Employer endorsement
Social workers will first have to be endorsed by their employers to take the test, based on observations of their practice and written work.
They will then take an online test, where questions will only have one right answer, on legislation, procedures and child development.
Following this, candidates will then take a scenario-based online assessment of their critical reasoning and decision-making, applying competencies set out in the knowledge and skills statement, before they can move onto the practice simulation.
Practice simulations
The final stage will feature three observed practice simulations and candidates must then also submit an essay discussion of the simulated situations and their reasoning behind decisions and actions.

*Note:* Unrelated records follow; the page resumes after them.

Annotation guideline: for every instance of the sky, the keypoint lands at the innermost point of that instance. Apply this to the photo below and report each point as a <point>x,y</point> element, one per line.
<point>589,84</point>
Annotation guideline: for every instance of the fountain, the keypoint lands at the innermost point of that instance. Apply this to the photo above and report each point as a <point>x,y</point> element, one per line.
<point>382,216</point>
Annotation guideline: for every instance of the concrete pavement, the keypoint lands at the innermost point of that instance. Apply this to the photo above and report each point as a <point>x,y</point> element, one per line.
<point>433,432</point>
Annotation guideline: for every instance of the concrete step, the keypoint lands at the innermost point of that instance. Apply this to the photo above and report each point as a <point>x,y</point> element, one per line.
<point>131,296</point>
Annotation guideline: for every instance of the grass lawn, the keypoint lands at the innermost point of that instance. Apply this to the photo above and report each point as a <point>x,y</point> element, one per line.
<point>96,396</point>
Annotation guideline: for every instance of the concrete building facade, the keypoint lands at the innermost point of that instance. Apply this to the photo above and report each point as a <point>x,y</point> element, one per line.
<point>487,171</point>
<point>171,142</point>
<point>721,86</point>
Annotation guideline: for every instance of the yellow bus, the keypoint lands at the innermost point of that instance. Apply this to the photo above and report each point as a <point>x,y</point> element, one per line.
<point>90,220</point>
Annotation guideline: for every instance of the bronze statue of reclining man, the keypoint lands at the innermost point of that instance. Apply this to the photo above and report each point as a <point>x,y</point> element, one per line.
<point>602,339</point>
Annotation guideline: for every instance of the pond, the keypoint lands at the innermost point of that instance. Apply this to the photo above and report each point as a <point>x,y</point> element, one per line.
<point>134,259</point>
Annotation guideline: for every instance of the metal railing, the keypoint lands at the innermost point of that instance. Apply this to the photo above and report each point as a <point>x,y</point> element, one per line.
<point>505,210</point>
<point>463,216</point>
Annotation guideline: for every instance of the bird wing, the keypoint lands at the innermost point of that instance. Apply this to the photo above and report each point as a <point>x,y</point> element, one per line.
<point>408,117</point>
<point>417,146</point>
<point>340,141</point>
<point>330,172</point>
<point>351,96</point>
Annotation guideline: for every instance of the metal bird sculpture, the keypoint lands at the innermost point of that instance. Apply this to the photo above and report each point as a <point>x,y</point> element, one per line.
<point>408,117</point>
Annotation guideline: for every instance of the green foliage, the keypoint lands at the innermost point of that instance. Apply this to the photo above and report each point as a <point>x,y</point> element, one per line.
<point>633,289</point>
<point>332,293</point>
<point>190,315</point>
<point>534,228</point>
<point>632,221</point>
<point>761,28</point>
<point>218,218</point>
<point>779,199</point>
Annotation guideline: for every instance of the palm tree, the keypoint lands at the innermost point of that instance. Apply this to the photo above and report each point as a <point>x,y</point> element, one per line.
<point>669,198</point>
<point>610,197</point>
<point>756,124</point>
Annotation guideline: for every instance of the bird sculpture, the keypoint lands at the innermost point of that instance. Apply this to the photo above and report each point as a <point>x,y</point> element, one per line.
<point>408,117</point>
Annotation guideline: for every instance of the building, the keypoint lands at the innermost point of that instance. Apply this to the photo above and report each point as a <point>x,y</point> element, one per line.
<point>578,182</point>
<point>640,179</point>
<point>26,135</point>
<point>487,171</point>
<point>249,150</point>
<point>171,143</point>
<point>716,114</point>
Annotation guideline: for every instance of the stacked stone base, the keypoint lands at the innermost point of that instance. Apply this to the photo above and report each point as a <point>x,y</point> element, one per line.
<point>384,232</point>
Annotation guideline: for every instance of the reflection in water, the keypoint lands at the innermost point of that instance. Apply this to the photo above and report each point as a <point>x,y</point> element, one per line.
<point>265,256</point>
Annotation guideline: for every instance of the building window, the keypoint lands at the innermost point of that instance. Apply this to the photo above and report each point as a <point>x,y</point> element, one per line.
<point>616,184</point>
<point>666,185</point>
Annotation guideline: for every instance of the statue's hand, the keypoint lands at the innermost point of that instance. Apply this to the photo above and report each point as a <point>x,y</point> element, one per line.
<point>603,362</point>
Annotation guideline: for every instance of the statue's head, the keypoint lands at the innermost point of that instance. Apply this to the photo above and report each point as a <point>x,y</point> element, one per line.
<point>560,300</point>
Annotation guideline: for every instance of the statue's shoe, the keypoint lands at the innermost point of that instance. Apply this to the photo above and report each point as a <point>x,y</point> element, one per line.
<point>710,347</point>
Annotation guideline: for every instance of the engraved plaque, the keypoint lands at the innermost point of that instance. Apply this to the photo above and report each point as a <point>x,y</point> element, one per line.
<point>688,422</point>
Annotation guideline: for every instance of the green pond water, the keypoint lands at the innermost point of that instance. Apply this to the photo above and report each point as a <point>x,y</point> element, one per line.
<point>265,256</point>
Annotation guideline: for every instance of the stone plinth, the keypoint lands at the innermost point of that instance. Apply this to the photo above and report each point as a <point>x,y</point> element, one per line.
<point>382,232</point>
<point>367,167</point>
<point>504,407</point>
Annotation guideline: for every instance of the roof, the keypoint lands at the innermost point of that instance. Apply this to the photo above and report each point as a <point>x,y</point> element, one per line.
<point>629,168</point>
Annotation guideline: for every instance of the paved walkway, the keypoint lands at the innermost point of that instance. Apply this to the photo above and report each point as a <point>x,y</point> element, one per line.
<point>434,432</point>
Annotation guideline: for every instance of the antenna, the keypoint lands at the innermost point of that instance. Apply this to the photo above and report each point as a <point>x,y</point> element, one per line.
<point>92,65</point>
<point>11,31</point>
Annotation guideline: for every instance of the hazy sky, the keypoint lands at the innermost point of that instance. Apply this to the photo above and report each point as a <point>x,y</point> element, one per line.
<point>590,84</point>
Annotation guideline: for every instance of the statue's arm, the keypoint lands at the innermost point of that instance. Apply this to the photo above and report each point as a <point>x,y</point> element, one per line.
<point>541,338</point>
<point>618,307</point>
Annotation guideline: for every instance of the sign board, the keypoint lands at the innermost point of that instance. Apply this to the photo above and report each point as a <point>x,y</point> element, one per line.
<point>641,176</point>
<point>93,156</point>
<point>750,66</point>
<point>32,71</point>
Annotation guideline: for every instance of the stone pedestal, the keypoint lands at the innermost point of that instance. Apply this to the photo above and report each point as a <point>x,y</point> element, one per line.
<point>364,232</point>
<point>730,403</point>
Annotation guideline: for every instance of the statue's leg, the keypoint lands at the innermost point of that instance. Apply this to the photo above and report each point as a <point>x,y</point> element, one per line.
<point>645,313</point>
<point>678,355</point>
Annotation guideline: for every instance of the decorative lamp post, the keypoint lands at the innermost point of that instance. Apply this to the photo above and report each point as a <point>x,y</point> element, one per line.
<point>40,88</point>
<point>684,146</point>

In order to assess the validity of this proposed assessment format, those involved in the pilot stage will also feature employers observing candidates direct practice and comparing their findings with the outcomes of the assessment.
‘Robust and reliable’
In the letter Trowler said: “If the analysis of the assessment proves it to be the robust and reliable system we need it to be, those candidates who reach the accreditation standard will be given a passport to an accredited status once the system has been completed and put in place.
“I can reassure you no candidate will be given a fail mark during this stage and every social worker that sits the assessment will be given a full breakdown of their results and areas where further training may be required.”
She also stated this assessment method would not be appropriate to assess practice leaders. Instead they will most likely be continuously assessed with a peer group dimension. Details of exactly how practice leaders will be assessed are still being decided.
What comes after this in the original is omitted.